In today’s announcements:

iproute2. Stephen Hemminger announced release 2.6.33 of the iproute2 utilities that “includes bug fixes and support for all the new features in kernel 2.6.33. This integrates a number of minor bug fixes from Debian aswell”. The update is available at http://devresources.linux-foundation.org/.

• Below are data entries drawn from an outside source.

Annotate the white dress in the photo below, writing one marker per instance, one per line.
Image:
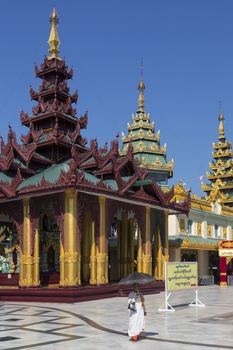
(136, 318)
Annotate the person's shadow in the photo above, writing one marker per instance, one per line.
(148, 334)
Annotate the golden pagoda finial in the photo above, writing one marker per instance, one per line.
(221, 127)
(54, 41)
(141, 88)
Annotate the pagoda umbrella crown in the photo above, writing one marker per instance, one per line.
(54, 41)
(220, 186)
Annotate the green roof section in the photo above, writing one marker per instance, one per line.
(5, 178)
(111, 184)
(50, 174)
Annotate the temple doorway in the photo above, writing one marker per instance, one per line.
(123, 245)
(49, 250)
(87, 239)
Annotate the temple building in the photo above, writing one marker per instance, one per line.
(73, 213)
(198, 237)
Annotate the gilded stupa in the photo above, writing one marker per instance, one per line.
(220, 187)
(146, 143)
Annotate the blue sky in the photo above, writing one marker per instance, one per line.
(187, 48)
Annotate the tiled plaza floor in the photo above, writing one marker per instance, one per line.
(102, 324)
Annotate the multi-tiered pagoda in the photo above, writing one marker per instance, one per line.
(220, 187)
(62, 201)
(146, 143)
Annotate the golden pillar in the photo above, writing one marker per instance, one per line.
(93, 255)
(62, 265)
(36, 259)
(102, 267)
(21, 267)
(166, 242)
(71, 255)
(125, 242)
(139, 255)
(131, 244)
(86, 247)
(147, 258)
(27, 260)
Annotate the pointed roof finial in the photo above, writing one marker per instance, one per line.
(221, 131)
(141, 88)
(54, 41)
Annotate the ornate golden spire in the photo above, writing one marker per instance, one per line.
(54, 40)
(221, 127)
(141, 88)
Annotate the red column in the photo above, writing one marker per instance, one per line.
(223, 271)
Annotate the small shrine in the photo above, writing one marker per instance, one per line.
(73, 213)
(146, 144)
(220, 186)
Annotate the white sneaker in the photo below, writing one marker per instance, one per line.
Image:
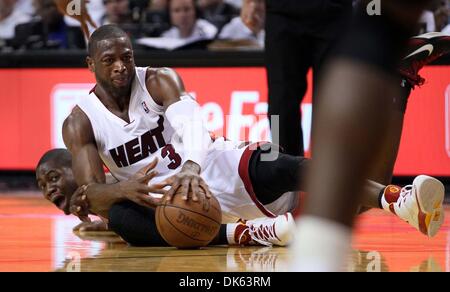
(278, 231)
(420, 204)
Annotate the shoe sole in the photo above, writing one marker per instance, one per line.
(430, 196)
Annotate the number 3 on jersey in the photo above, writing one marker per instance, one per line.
(169, 151)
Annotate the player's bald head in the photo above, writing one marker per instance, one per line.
(105, 32)
(61, 157)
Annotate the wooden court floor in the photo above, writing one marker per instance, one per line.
(35, 237)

RT 2.6.33-rt4. Thomas Gleixner announced version 2.6.33-rt{2,3,4} of the RT kernel patchset. This updates to Linus’ latest tree and includes a number of fixes to bugs reported by John Kacur and others. It is available from the usual location: http://www.kernel.org/pub/linux/kernel/projects/rt/ Thomas noted that “rt/2.6.33 branch is now stabilization only. The rt/head branch will follow linus tree from now on, so it will inherit all (mis)features which come in the merge window. Separately, John Stultz announced that he had forward ported Nick Piggin’s VFS scalability patches to 2.6.33-rc8-rt2, and that it applies to 2.6.33 without any collisions. He requested feedback as he had yet to do any serious stress testing with the patchset (yet).

The latest kernel release was 2.6.33.

Greg Kroah-Hartman released an updated stable Linux 2.6.32.9.

Finally today, Mikael Abrahamsson suggested that some TLC be given to the Wikipedia article on the Linux kernel as it “doesn’t even mention the new -rc system” (in the “development model” section of the article). He wondered if anyone who knew exactly what was going on could write up the new world order on that wiki page for the rest of the world to see. That does not seem to have happened as of this writing.